In un videomessaggio su Twitter ha lanciato un appello ai suoi sostenitori, affinchè accorrano numerosi -domani alle 15- a Place du Trocadero, per quello che potrebbe essere l'ultimo atto: i toni usati da Fillon -"resistete!"- e l'invito ad affollare la piazza appaiono l'appello disperato di un uomo all'ultima spiaggia. Che la situazione sia quasi senza via d'uscita lo dimostrano le dimissioni di Patrick Stefanini, direttore della sua campagna elettorale. "Motivi personali, morali e politici", ha addotto Stefanini, che ha manifestato aperta contrarietà alla decisione di Fillon di continuare la corsa, nonostante l'indagine che lo ha travolto per gli incarichi pubblici fittizi a moglie e figli. Piove sul bagnato: l'alleato centrista UDI ha annunciato di voler abbandonare Fillon, chiedendo un cambio di candidato al centrodestra. Dietro le quinte si prepara lo sconfitto alle primarie, il moderato Alain Juppè: i sondaggi dicono che con lui si potrebbe vincere, alle presidenziali. Se Fillon piange, la Le Pen non ride: la leader del Front National e' stata raggiunta da una convocazione dei giudici per la vicenda degli assistenti parlamentari di Strasburgo, in vista di una sua iscrizione fra gli indagati. Lei ha ribadito di non voler rispondere alla convocazione.

1/3/2017

"Resto in corsa per le presidenziali": a sorpresa, dopo una lunghissima mattinata di indiscrezioni che ne pronosticavano la ritirata, il candidato di centrodestra per le prossime elezioni francesi, Francois Fillon, non esce di scena e anzi rilancia, a neppure due mesi dal voto.

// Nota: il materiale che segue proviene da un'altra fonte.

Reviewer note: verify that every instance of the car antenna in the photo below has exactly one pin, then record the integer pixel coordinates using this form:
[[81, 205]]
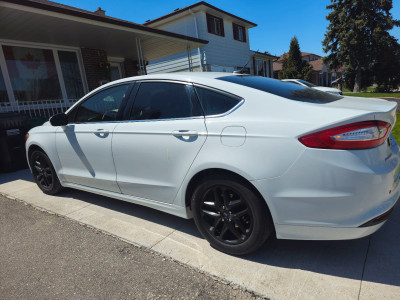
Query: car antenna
[[240, 71]]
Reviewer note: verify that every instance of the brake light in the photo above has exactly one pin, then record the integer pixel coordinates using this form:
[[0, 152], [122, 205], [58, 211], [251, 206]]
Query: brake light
[[361, 135]]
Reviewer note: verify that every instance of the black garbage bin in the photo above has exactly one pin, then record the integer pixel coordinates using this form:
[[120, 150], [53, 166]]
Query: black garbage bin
[[13, 128]]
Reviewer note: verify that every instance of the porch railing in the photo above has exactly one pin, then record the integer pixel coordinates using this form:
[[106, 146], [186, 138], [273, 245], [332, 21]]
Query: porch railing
[[44, 108]]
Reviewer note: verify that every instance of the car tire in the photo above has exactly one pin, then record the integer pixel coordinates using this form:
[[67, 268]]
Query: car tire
[[231, 216], [44, 174]]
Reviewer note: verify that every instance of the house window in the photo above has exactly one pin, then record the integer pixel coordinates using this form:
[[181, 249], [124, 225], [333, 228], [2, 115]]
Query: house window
[[33, 73], [3, 90], [40, 74], [215, 25], [261, 68], [71, 74], [239, 33]]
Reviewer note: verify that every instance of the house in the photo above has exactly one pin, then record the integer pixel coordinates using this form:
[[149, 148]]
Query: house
[[321, 75], [228, 47], [52, 54]]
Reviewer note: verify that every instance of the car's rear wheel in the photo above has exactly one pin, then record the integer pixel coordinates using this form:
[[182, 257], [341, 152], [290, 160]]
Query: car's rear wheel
[[231, 216], [44, 173]]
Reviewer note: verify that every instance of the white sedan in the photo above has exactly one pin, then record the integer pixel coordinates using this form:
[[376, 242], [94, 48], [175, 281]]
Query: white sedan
[[247, 157], [310, 85]]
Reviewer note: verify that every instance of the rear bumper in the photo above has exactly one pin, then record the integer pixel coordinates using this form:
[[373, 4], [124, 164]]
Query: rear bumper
[[381, 218], [334, 195], [291, 232]]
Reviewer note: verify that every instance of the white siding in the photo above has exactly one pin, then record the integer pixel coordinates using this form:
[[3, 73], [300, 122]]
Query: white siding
[[184, 25], [220, 51], [175, 65]]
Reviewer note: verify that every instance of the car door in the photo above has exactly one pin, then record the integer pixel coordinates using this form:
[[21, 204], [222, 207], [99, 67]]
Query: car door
[[84, 145], [154, 150]]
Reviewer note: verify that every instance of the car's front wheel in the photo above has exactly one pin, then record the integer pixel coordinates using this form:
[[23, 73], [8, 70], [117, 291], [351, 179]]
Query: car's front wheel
[[231, 216], [44, 173]]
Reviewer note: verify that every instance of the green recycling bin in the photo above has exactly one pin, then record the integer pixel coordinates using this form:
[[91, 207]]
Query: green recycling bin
[[13, 128]]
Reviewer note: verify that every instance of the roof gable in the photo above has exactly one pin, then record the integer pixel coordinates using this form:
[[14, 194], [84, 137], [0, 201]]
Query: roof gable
[[199, 5]]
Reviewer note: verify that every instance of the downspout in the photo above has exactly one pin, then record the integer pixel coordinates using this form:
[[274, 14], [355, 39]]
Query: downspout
[[197, 36]]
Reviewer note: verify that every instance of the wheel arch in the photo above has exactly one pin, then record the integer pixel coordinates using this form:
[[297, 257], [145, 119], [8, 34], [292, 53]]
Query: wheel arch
[[221, 173]]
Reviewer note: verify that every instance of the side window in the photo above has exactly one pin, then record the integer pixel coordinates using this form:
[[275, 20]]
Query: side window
[[102, 106], [215, 103], [164, 100]]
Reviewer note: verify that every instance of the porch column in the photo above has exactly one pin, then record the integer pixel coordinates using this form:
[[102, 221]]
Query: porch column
[[142, 66]]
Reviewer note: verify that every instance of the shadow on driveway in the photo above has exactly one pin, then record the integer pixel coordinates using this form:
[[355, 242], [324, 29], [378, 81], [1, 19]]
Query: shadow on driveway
[[375, 258]]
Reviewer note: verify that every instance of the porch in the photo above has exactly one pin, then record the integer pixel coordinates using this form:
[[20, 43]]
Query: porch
[[52, 54]]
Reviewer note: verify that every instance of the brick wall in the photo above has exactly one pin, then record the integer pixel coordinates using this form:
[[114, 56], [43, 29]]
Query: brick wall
[[131, 68], [92, 58]]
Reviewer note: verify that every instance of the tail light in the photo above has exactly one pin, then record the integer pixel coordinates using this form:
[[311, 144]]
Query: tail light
[[361, 135]]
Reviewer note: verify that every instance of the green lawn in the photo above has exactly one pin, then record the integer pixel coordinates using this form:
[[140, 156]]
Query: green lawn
[[396, 129], [373, 95]]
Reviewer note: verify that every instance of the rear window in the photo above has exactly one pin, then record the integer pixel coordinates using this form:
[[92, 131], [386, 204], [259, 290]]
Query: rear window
[[215, 103], [283, 89]]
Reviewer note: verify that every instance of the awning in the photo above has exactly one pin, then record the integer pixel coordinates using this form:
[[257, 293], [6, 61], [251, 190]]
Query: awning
[[48, 22]]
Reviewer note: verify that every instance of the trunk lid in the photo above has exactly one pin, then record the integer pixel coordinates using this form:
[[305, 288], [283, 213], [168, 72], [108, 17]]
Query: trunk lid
[[383, 110]]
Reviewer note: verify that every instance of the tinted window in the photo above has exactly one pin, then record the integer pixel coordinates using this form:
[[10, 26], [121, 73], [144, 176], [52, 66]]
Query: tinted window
[[102, 106], [215, 103], [163, 100], [283, 89]]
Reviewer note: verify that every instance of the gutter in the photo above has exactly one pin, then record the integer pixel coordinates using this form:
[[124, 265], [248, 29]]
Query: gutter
[[197, 36]]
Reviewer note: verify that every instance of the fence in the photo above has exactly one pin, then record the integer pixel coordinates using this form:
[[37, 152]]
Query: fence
[[45, 108]]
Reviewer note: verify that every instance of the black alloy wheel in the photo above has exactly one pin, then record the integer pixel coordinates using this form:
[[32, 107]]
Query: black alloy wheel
[[226, 214], [44, 173], [231, 216]]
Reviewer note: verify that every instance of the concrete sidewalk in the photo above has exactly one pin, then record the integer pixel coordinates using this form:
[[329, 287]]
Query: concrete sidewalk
[[368, 268]]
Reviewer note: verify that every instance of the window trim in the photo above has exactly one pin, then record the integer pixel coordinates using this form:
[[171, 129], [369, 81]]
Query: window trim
[[239, 104], [121, 112], [54, 49], [210, 22], [136, 88], [235, 28]]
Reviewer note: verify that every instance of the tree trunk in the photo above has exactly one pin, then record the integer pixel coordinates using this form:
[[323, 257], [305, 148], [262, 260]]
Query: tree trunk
[[357, 82]]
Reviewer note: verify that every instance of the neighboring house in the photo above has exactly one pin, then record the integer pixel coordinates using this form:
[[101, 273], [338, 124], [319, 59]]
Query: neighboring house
[[228, 49], [321, 76], [52, 54]]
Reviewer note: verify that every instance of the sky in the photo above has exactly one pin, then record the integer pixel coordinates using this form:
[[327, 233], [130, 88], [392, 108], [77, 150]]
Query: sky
[[278, 21]]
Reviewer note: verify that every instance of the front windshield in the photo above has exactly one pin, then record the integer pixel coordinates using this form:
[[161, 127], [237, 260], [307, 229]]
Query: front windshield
[[306, 83]]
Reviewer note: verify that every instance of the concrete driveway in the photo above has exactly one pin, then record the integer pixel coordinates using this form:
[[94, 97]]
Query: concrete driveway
[[368, 268]]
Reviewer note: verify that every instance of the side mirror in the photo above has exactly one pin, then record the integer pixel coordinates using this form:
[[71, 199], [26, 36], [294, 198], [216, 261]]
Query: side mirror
[[59, 120]]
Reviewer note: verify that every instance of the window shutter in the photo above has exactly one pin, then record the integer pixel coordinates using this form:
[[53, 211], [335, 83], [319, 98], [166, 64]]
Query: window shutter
[[209, 23], [222, 27]]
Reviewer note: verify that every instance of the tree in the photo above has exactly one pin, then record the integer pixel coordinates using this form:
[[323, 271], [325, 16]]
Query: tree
[[293, 66], [357, 37]]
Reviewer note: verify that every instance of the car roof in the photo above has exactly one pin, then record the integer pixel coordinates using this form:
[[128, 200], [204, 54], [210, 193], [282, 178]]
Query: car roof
[[180, 76]]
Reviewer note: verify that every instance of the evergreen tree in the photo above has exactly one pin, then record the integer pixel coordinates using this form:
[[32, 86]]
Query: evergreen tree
[[358, 38], [293, 66]]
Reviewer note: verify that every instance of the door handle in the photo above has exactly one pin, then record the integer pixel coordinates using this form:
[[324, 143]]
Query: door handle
[[182, 133]]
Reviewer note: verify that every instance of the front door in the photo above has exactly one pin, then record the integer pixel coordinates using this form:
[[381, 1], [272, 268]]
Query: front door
[[84, 146], [155, 149]]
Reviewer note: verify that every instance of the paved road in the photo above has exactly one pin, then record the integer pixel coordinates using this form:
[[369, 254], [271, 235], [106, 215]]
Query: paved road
[[367, 268], [45, 256]]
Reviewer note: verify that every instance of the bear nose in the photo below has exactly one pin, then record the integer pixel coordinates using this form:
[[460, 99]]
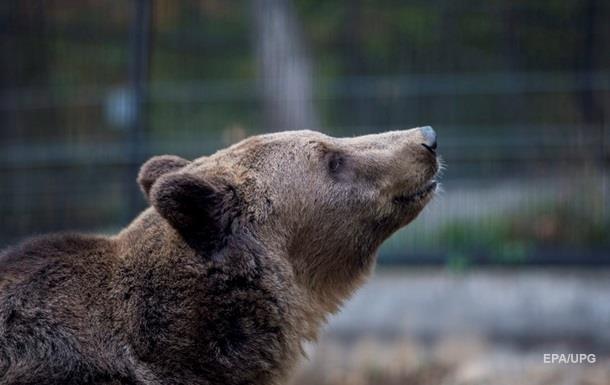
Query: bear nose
[[429, 136]]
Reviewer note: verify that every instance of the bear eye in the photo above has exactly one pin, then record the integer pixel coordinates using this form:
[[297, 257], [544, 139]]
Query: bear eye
[[335, 162]]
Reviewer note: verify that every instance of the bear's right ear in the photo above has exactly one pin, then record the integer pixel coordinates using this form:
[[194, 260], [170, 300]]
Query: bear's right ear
[[156, 167]]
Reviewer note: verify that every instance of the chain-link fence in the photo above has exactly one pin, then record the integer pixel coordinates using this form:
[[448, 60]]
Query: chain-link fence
[[519, 94]]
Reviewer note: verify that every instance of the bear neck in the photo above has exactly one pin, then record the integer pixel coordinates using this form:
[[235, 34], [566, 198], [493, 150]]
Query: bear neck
[[149, 234]]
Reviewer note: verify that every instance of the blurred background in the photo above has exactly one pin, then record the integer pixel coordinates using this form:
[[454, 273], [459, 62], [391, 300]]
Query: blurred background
[[510, 262]]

La novità ora è che Fillon è formalmente indagato, insieme alla moglie Penelope, per lo scandalo che ha coinvolto proprio la consorte e i figli, che avrebbero ricevuto incarichi fittizi -questa l'accusa- retribuiti con soldi pubblici. Entrambi, marito e moglie, sono stati convocati dai giudici per metà mese. Anzichè ritirarsi, lasciando al rivale nelle primarie Juppè il testimone della candidatura per Les Republicains, Fillon ha convocato una conferenza stampa, nel corso della quale ha attaccato frontalmente i giudici: "la convocazione è una decisione interamente calcolata, per impedirmi di essere candidato. Con questa scelta di calendario si assassina non solo me ma l'intera elezione presidenziale - e' un omicidio politico", ha accusato. Non solo: Fillon ha denunciato come "lo stato di diritto venga sistematicamente violato, e la presunzione di innocenza sia completamente scomparsa". Di qui la sfida: Fillon si è rivolto al popolo, affinchèsiano gli elettori a giudicarlo. Il rivale liberale Macron ha commentato: Fillon ha perso il senso della realtà, mentre il socialista Hamon denuncia l'incredibile violenza delle sue parole contro il sistema giudiziario. Nei sondaggi Fillon continua a languire al terzo posto al primo turno delle presidenziali, dietro Marine Le Pen e Macron.

1/3/2017

"Un'Europa unita a 27 deve dare forma al proprio destino e promuovere una visione del suo futuro": sarebbe questa una delle frasi contenute nel preambolo al Libro Bianco che il presidente della Commissione Europea Juncker presenterà fra tre ore al Parlamento Europeo.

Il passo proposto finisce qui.